Petros Giannakouris/AP/dpa




"Die EU-Kommission ist die Hüterin des EU-Rechts und sollte die Grundrechte aller Menschen in Europa aufrechterhalten und schützen", sagte die Chefin des EU-Büros von Oxfam, Marissa Ryan, der Mitteilung zufolge. Der Großbrand des Flüchtlingslagers Moria vergangene Woche habe gezeigt, dass Europa in dieser Hinsicht versagt habe.

Die EU-Kommission überwacht in der Staatengemeinschaft unter anderem die Einhaltung von EU-Recht. Verstößt ein Land ihrer Meinung nach gegen das gemeinsame Recht, kann die Behörde ein Verfahren wegen Vertragsverletzung einleiten, an dessen Ende eine Klage vor dem Europäischen Gerichtshofs - und später auch eine saftige Geldstrafe stehen kann.

Die EU-Staaten sind seit Jahren tief zerstritten über die gemeinsame Asyl- und Migrationspolitik. Am Mittwoch will die EU-Kommission deshalb Reformvorschläge vorlegen.
Feuer im Flüchtlingslager auf Samos - Brand unter Kontrolle

06.42 Uhr: Im Flüchtlingslager Vathy auf der griechischen Insel Samos ist am Sonntagabend aus bisher unbekannten Gründen ein Feuer ausgebrochen. Wie das Insel-Onlineportal "Samos24" berichtete, wurde der Brand von der Feuerwehr schnell unter Kontrolle gebracht. Demnach soll es in einem Bereich des Lagers gebrannt haben, in dem unbegleitete Minderjährige wohnen. Ein Bewohner wurde vorsorglich ins Krankenhaus gebracht, hieß es. Rund 60 unbegleiteten Minderjährigen seien zudem in ein Hotel gebracht worden, wo sie die nächsten Tage bleiben sollen. Der griechische Ableger der Hilfsorganisation Ärzte ohne Grenzen twitterte, die Ärzte behandelten Menschen, die Rauch eingeatmet hätten. Es seien drei Container niedergebrannt, teilte der Bürgermeister von Ost-Samos, Giorgos Stantzos, am Abend mit.

In der Nähe des Lagers hatte es bereits am vergangenen Dienstag gebrannt, Mehrere Männer waren danach wegen des Verdachts der Brandstiftung in Gewahrsam genommen worden.
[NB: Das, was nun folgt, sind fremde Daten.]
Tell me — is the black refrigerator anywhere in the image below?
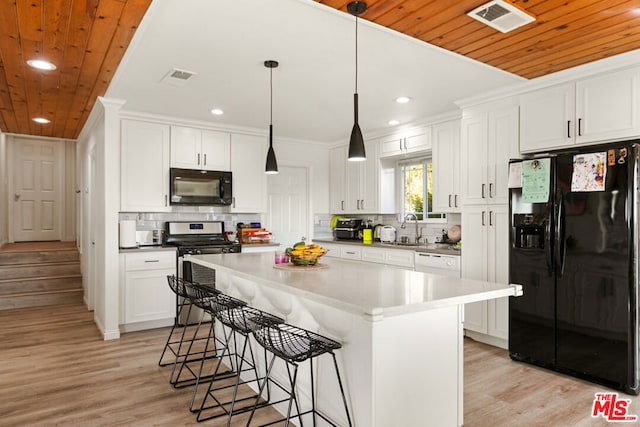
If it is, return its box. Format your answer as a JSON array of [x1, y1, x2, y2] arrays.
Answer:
[[509, 140, 640, 394]]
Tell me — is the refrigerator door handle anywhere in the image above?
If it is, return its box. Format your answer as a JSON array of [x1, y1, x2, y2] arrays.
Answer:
[[544, 209, 555, 276], [556, 194, 567, 277]]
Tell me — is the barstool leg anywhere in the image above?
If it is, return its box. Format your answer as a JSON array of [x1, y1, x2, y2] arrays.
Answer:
[[189, 321, 231, 412], [247, 354, 276, 427], [285, 364, 302, 427], [169, 306, 205, 387], [331, 352, 351, 427]]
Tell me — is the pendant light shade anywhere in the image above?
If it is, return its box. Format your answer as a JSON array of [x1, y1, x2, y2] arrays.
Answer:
[[347, 1, 367, 162], [264, 60, 279, 174]]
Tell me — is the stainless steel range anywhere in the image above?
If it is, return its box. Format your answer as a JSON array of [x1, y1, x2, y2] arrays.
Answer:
[[164, 221, 242, 325], [164, 221, 242, 257]]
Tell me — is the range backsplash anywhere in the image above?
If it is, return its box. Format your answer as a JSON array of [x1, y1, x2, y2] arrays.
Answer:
[[118, 212, 262, 239]]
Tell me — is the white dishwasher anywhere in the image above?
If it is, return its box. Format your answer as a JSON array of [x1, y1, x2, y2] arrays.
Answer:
[[415, 252, 460, 277]]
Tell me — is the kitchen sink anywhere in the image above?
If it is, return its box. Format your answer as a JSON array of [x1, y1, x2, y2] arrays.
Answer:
[[380, 242, 426, 248]]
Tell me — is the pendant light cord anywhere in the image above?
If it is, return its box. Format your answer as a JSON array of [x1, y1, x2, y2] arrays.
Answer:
[[356, 10, 358, 93], [269, 68, 273, 125]]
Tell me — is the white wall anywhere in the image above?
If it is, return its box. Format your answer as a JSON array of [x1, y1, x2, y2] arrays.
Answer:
[[273, 139, 329, 216], [0, 131, 9, 245], [78, 98, 123, 339]]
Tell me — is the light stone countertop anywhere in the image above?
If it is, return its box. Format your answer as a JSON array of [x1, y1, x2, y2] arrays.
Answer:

Seit dem Großbrand im Flüchtlingslagers Moria auf Lesbos vor eineinhalb Wochen ist die Lage auch auf Samos angespannt. Es wird befürchtet, dass Migranten auch dort Feuer legen könnten, wie sie es mutmaßlich in Moria gemacht haben, um das Lager verlassen zu können.

Das Lager auf Samos nahe der Ortschaft Vathy ist mit rund 4500 Bewohnern fast siebenfach überbelegt. Zuletzt wurden 21 Corona-Fälle verzeichnet.
Demonstrationen für Flüchtlingsaufnahme in deutschen Großstädten

Sonntag, 20. September, 13.38 Uhr: Die Hilfsorganisation Pro Asyl will am Sonntag (14.00 Uhr) in Berlin und mehreren anderen deutschen Städten für die Aufnahme von Flüchtlingen aus dem abgebrannten griechischen Lager Moria demonstrieren. An den Protesten beteiligen sich auch zahlreiche weitere Initiativen, darunter die Organisationen Seebrücke, Fridays for Future und die evangelische Kirche.

Das Bündnis fordert die Bundesregierung auf, alle Flüchtlinge aus Moria aufzunehmen. Alle Flüchtlingslager in Griechenland sollen seiner Auffassung nach außerdem sofort geräumt werden. Die Asylpolitik der Bundesregierung und der EU kritisieren die Organisationen scharf. Demonstrationen sind unter anderem auch in München und Köln geplant. Parallel soll es ähnliche Proteste in anderen europäischen Städten von Lissabon bis Stockholm geben.
Nach Brand in Moria: Übergangslager nahezu voll belegt

14.56 Uhr: Das nach dem Brand im Flüchtlingslager Moria errichtete Übergangslager auf der griechischen Insel Lesbos ist nahezu voll belegt. 9000 Flüchtlinge seien mittlerweile in der für maximal 10.000 Menschen ausgelegten Zeltstadt untergebracht, erklärte das griechische Migrationsministerium am Samstag. Durch die Brände in Moria vor zehn Tagen waren nach offiziellen Angaben 12.700 Menschen obdachlos geworden. Tausende Menschen campierten daraufhin am Straßenrand, auf Parkplätzen und sogar auf einem Friedhof unter notdürftig errichteten Schutzdächern oder in Campingzelten.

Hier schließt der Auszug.